According to a further feature of the invention, the control alternating voltage can be square-wave. In this way it is achieved that at a given peak value of the modulating the capacitance of the diodes Voltage is the rms value and thus the effective amplitude of the alternating voltage generated by the transducer becomes as large as possible.

To generate asymmetrical alternating control voltages can use a diode or a controlled transistor as a series or parallel resistor to the Load resistance can be provided.
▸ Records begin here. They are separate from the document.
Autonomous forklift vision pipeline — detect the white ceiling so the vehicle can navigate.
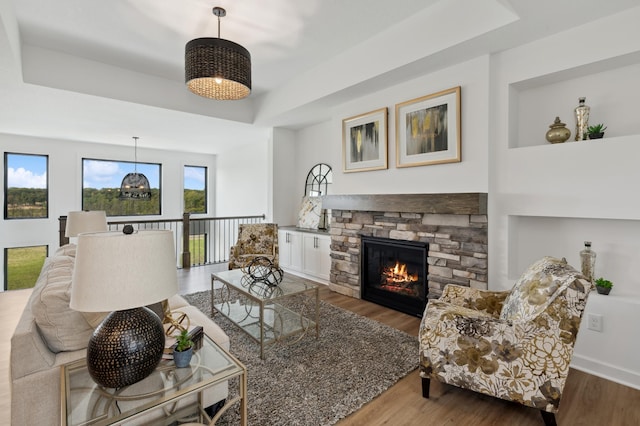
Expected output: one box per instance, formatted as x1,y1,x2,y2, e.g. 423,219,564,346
0,0,638,153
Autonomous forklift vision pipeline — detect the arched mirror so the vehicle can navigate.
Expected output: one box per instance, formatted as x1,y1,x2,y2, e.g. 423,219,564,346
304,163,333,197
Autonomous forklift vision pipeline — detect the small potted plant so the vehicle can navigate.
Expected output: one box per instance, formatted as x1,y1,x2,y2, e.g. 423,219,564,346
173,330,193,368
596,277,613,294
587,123,607,139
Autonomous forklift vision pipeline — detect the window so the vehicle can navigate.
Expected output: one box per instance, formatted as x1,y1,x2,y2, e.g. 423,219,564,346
82,158,162,216
4,152,49,219
4,246,48,290
184,166,207,213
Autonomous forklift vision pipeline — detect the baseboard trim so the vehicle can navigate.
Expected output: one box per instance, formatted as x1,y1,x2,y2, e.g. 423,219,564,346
571,353,640,390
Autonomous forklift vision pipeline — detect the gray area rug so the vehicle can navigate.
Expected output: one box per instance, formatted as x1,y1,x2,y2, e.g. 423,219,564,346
184,291,418,426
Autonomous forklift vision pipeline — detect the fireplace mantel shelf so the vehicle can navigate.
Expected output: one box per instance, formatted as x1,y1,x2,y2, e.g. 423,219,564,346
322,192,487,214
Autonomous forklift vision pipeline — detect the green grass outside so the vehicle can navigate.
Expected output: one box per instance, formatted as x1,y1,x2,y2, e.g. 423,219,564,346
189,235,206,265
5,246,47,290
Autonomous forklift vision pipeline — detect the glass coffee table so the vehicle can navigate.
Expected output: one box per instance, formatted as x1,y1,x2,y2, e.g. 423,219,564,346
61,335,247,426
211,269,320,359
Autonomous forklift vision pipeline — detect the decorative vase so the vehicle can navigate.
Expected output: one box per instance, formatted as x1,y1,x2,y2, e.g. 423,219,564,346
580,241,596,283
173,348,193,368
545,117,571,143
575,98,591,141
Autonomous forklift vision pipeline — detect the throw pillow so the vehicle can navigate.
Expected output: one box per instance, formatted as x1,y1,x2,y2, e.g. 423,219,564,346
500,256,582,321
30,256,105,353
52,244,77,258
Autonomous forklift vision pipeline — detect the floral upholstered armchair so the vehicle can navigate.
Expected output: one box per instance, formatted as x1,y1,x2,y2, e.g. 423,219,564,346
419,257,591,425
229,223,278,269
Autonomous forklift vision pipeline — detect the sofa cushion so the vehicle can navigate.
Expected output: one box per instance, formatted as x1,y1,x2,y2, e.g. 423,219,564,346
30,256,105,353
500,256,582,321
52,244,78,258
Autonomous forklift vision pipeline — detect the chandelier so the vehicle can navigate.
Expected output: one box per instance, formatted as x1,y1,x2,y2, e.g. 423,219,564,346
184,7,251,101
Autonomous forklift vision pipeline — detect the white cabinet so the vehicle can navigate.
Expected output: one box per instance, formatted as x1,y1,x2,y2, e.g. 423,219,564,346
302,234,331,281
278,229,331,283
278,230,302,271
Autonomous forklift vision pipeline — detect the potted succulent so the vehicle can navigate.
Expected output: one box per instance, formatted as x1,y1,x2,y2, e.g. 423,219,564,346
596,277,613,294
173,330,193,368
587,123,607,139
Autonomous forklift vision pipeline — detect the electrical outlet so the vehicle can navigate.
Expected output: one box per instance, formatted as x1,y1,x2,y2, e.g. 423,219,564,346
587,314,603,332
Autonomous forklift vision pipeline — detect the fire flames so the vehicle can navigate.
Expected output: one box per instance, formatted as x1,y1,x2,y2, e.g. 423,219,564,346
380,262,419,296
382,262,418,284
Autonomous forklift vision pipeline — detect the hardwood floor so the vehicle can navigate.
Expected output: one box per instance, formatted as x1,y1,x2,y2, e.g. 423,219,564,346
0,265,640,426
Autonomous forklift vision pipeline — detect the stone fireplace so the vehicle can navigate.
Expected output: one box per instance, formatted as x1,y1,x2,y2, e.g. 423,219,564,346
323,193,487,310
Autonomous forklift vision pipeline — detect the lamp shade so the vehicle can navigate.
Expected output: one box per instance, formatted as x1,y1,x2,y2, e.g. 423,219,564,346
64,210,108,238
185,37,251,100
70,230,178,312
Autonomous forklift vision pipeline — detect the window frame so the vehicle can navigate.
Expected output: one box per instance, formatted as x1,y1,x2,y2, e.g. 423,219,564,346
4,151,49,220
182,164,209,214
80,157,162,217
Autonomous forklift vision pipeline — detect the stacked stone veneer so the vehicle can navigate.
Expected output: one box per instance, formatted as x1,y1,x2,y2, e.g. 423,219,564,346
329,209,487,298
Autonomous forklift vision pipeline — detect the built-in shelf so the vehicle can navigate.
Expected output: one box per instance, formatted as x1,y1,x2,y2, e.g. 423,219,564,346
509,52,640,148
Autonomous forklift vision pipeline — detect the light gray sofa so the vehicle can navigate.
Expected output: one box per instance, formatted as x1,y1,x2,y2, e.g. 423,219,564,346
10,244,229,425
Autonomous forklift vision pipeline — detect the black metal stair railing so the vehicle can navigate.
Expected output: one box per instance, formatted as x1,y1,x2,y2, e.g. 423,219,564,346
58,213,265,268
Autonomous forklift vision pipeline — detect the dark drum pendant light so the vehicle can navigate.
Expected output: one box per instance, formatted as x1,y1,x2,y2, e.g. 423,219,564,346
184,7,251,101
120,136,151,200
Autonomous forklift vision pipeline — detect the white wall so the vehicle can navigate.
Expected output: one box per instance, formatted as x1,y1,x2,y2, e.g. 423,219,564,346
0,134,215,283
330,57,489,194
269,129,304,226
288,57,489,210
296,8,640,388
489,8,640,388
215,140,271,220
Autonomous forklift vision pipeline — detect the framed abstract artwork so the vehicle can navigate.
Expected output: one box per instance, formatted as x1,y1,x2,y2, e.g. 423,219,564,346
342,107,388,173
396,86,461,167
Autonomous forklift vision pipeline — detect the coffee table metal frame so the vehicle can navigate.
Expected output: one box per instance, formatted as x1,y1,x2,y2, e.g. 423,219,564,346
211,269,320,359
60,334,247,426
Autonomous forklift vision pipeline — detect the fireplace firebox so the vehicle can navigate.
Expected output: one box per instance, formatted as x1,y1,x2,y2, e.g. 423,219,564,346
360,236,429,317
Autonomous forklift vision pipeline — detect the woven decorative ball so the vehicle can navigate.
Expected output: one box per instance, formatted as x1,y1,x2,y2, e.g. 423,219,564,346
246,256,284,287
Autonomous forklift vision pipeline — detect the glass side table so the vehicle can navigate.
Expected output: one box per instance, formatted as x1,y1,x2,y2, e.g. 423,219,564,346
60,335,247,426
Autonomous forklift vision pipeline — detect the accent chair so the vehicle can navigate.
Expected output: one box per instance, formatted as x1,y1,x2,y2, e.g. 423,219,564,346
229,223,278,269
419,257,592,425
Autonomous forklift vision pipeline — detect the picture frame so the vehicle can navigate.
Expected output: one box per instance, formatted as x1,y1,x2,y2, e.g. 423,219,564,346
342,107,388,173
396,86,462,167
As well as known measuring transducers, the measuring transducer according to the invention can also be provided with two consecutive capacitance diodes and two parallel-connected, one behind the other bridge resistors, the two outer ends of which are each connected to one pole of an alternating voltage source, and with a series resistor which is connected to the connection point of both capacitance diodes and to which the DC voltage to be measured is fed. In a further embodiment of the invention, the collector-emitting section of a transistor, bridged with a resistor, can be connected to the one connecting line of the control alternating voltage source with the two bridge resistors connected in series, and the base of the transistor can be connected to the other connecting line. The bridging resistor enables a small current to flow in the pass band of the capacitance diodes.
An embodiment of the invention is shown in FIG. 2, which shows a circuit of an inventive measuring transducer. The transmitter according to FIG. 2 untereil 'Jet differs from the known transmitter according to FIG. 1 in that it has a transistor 7, a base series resistor 8, a series resistor 9 and a resistor 10 which bridges the collector-emitter section of the transistor 7. The transistor 7 is switched on or off via the base series resistor 8 at each half-cycle of the AC control voltage, so that it has a small on-resistance for one half-cycle and a large on-resistance for the other half-cycle / between emitter and collector.

1 sheet of drawings

Claims (3)

Patent claims: 1. Transmitter for converting small DC voltages into AC voltages using Capacitance diodes, which are shifted by an asymmetrical alternating voltage into its blocking range are controlled, characterized in that the asymmetry of the control alternating voltage generated in this way by a non-linear element (diode or controlled transistor) is that the diodes in the pass band graze so far that the pass and reverse partial currents at least approximately compensate one another. 2. Transmitter according to claim I, characterized pekeiuizeichnet, since the control AC voltage is rectangular. 3. Transmitter according to claim I or 2, with to ei capacitance diodes connected one behind the other and / w_m connected in parallel to them, one behind the other Bridge resistors, the two outer ends of which each have a pole of a control AC voltage source are connected, and with a series resistor, which is connected to the connection point of the two capacitance diodes and v'uin is the DC voltage to be measured is supplied, characterized in that in the one connecting line of the control alternating voltage source (Secondary winding 2) with the two bridge resistors connected in series (3) the collector-F.mittersireeke one bridged with a resistor (10) The transistor (7) is switched on and the base of the transistor (7) is connected to the other connecting line connected is.